Supporting workforce recruitment and retention
 

Reducing financial pressures that drive practice closures
 

Improving coordination between primary and secondary care
 

If successful, the changes could help protect appointment availability and continuity of care—both of which have been under strain.

However, patient groups and clinicians alike stress that meaningful improvements will depend on sustained investment, not one-off settlements.

Legal and Policy Implications

From a legal and governance perspective, the reforms raise several important considerations:

Contractual certainty: Practices need predictable funding models to plan staffing and premises commitments
 

Workforce regulation: Expanding ARRS roles requires clear professional accountability and indemnity frameworks
 

Public law accountability: The Government’s commitment to renegotiation may carry political—but not strictly legal—enforceability
 

These issues will shape how confidently practices can invest in long-term capacity.

A “Turning Point” — With Caveats

GPC England chair Katie Bramall-Stainer described the reforms as a turning point after 15 years of contract erosion, but emphasised that this is only the beginning.

Her message reflects a broader consensus: this deal may stop the bleeding, but it will not, by itself, heal the system.

Whether the reforms mark a genuine reset or merely a temporary reprieve will depend on what happens next—particularly whether the Government delivers on its promise of a new national contract within the current Parliament.

Conclusion: A Fragile but Significant Step Forward

The BMA’s decision to back GP contract reform represents a rare moment of alignment between the profession and Government after a prolonged period of tension.
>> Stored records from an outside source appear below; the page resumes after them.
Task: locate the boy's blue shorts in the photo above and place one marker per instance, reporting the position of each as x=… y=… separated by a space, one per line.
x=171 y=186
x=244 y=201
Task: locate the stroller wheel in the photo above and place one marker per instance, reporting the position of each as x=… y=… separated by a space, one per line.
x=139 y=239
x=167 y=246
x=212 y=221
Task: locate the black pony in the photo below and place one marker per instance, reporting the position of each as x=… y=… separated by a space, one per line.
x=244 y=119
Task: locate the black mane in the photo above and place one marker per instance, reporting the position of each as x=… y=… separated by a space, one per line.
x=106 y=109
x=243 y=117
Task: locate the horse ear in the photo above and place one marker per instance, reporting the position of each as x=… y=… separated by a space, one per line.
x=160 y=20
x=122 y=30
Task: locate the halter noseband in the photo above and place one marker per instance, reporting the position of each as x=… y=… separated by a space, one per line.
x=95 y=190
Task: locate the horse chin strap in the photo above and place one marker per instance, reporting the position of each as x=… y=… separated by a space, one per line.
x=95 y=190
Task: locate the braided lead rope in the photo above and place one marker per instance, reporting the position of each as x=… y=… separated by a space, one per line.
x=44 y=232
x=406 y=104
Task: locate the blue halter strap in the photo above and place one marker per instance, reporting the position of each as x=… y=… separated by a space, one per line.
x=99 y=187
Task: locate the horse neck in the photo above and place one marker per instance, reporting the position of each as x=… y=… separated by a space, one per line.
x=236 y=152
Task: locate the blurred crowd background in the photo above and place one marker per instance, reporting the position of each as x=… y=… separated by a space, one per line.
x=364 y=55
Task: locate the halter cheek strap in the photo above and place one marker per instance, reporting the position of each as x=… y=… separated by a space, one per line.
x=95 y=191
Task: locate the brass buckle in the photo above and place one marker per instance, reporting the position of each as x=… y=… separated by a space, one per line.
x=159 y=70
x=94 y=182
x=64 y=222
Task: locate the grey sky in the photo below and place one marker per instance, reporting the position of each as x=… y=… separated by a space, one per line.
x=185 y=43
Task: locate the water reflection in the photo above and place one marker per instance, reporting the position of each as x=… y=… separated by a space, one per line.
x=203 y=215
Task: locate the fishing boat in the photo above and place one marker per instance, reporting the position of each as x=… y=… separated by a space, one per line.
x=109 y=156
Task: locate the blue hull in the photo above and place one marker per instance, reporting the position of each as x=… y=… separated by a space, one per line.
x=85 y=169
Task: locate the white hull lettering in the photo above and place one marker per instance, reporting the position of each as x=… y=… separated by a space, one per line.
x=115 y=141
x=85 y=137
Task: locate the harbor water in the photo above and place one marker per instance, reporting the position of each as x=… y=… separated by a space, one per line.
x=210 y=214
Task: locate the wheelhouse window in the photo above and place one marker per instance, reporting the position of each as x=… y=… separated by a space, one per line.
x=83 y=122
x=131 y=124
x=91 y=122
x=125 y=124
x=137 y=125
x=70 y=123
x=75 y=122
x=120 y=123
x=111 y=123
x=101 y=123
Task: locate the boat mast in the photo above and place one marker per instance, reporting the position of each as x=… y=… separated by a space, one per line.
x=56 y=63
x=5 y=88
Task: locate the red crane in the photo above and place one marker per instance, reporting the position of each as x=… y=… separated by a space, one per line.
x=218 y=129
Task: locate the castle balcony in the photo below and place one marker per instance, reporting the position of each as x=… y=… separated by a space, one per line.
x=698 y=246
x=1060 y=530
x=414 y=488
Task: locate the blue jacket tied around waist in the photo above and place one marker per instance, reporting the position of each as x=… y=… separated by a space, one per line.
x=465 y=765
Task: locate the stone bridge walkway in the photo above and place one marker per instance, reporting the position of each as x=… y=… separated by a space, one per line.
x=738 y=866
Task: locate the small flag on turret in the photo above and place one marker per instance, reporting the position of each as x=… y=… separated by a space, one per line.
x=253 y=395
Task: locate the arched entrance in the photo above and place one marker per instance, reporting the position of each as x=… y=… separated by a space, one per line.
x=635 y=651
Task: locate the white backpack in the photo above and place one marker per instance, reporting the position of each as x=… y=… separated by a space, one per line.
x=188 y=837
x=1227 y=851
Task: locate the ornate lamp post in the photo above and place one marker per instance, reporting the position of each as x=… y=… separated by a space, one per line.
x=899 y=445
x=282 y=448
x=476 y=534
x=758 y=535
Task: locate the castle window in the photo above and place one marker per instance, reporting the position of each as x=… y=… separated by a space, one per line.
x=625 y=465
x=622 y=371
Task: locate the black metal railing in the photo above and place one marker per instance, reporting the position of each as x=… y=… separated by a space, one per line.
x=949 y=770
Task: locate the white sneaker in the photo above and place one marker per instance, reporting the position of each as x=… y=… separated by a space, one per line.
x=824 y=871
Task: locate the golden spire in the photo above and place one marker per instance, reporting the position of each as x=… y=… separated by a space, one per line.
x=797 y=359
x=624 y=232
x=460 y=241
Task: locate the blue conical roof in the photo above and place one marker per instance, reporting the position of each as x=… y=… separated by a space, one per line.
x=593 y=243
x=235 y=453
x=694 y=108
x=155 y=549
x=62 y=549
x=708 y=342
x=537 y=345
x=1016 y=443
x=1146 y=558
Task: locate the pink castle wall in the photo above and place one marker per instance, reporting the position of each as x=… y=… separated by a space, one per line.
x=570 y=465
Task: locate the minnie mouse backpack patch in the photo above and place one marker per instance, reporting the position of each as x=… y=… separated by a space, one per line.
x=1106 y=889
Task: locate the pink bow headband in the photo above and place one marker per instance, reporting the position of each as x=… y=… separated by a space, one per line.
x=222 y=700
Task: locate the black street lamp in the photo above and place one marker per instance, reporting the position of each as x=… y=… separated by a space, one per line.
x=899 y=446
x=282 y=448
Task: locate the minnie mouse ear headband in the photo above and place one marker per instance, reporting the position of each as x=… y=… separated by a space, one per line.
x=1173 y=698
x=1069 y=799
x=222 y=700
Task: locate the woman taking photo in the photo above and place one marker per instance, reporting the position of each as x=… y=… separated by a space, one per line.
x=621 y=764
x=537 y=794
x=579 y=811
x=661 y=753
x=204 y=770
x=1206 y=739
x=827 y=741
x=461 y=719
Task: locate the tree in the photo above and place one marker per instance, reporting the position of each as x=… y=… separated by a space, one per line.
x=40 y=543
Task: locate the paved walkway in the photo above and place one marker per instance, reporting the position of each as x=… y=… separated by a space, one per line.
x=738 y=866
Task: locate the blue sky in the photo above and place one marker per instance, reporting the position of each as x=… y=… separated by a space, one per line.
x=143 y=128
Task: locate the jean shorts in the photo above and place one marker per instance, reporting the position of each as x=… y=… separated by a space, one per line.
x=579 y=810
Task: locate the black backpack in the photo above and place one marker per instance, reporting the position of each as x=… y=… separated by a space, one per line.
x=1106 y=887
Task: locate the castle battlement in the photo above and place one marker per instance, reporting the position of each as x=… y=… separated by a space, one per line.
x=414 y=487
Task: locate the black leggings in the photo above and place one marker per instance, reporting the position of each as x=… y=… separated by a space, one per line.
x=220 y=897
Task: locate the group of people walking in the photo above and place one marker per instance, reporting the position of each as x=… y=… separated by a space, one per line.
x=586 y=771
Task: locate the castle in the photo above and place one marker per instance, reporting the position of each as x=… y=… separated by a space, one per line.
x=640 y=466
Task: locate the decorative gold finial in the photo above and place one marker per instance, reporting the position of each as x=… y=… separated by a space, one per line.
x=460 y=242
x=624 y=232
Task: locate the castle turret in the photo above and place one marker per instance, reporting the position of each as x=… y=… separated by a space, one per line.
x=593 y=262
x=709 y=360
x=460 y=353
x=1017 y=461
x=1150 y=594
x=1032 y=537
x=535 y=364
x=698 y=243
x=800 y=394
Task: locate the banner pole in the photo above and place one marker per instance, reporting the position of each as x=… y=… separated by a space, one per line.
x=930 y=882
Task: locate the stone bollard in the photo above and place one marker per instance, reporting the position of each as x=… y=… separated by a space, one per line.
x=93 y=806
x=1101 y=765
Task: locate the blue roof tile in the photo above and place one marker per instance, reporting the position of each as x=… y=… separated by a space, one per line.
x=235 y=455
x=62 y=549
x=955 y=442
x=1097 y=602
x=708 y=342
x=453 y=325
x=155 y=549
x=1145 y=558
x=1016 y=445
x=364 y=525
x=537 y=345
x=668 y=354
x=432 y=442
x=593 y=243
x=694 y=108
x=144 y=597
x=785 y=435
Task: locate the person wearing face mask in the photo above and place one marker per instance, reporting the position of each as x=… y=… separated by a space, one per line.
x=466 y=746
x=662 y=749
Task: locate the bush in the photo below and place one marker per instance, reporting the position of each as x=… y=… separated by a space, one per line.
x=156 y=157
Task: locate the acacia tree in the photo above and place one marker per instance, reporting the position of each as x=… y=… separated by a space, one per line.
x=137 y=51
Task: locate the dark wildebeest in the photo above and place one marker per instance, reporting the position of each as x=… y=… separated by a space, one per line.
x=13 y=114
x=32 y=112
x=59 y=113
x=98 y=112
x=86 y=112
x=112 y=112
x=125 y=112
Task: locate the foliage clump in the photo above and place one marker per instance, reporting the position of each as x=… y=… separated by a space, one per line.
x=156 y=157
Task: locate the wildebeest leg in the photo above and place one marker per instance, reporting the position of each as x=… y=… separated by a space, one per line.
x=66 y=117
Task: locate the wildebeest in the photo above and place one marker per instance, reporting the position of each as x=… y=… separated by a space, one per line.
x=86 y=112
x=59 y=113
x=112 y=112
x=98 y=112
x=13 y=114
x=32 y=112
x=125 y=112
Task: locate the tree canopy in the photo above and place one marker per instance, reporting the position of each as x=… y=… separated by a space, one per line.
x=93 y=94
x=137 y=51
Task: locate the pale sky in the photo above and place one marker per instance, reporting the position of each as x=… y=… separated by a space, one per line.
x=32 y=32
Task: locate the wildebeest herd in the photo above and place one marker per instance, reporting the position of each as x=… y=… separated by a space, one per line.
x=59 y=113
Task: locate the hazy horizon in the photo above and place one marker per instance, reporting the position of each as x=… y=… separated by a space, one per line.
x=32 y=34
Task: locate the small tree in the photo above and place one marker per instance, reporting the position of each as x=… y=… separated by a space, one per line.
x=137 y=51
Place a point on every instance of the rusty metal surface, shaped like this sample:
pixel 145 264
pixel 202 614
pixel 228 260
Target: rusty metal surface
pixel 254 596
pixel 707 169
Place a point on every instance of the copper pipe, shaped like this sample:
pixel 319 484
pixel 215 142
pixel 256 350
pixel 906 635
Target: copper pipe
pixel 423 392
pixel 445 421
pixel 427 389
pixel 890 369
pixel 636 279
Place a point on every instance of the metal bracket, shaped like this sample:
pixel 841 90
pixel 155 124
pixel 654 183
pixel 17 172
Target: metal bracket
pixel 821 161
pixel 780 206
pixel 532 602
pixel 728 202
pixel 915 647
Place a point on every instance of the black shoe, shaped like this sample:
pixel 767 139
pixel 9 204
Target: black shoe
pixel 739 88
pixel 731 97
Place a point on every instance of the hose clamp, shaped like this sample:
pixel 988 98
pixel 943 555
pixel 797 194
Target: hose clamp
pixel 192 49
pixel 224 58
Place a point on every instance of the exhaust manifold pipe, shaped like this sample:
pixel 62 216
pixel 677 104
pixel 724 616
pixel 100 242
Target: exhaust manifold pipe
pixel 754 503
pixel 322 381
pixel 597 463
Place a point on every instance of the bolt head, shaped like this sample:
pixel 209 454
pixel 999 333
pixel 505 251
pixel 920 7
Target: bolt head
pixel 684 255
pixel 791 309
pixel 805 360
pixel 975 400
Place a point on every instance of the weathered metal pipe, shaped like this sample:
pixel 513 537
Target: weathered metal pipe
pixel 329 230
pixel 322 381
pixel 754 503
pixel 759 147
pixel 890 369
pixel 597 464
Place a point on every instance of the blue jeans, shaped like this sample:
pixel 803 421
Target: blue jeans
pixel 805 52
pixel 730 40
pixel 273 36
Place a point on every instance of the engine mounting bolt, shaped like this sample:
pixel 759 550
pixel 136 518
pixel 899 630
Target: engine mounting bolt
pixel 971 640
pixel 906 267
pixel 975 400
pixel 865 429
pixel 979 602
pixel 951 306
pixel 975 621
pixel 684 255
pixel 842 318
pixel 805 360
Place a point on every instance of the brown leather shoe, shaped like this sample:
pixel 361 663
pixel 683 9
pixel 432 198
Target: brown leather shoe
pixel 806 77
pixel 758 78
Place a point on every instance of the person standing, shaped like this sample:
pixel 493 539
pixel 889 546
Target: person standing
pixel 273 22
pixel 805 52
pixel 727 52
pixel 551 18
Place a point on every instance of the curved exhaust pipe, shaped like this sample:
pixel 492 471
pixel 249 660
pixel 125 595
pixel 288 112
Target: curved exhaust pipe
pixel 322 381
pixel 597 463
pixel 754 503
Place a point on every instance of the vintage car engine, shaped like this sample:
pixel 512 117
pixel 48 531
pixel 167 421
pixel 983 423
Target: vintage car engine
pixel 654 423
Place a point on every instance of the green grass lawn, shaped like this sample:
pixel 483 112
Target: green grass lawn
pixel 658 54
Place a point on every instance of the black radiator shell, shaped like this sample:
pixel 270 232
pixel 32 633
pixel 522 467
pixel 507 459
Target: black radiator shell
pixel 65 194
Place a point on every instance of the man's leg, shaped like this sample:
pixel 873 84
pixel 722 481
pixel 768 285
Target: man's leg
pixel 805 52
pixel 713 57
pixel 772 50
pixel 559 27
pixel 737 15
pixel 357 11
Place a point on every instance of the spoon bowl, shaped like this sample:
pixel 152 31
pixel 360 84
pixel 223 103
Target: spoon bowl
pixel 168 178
The funding uplift, workforce support, and targeted investments address some of the most acute pressures facing general practice.

Yet the agreement is best understood as a foundation, not a solution. Without long-term contractual reform and sustained political commitment, the underlying challenges facing general practice will remain.

At Parachute Law, we continue to monitor developments in healthcare policy, public sector contracts, and workforce reform. For GP practices, commissioners, and healthcare professionals navigating contractual and regulatory change, understanding both the legal framework and the policy direction will be essential in the years ahead.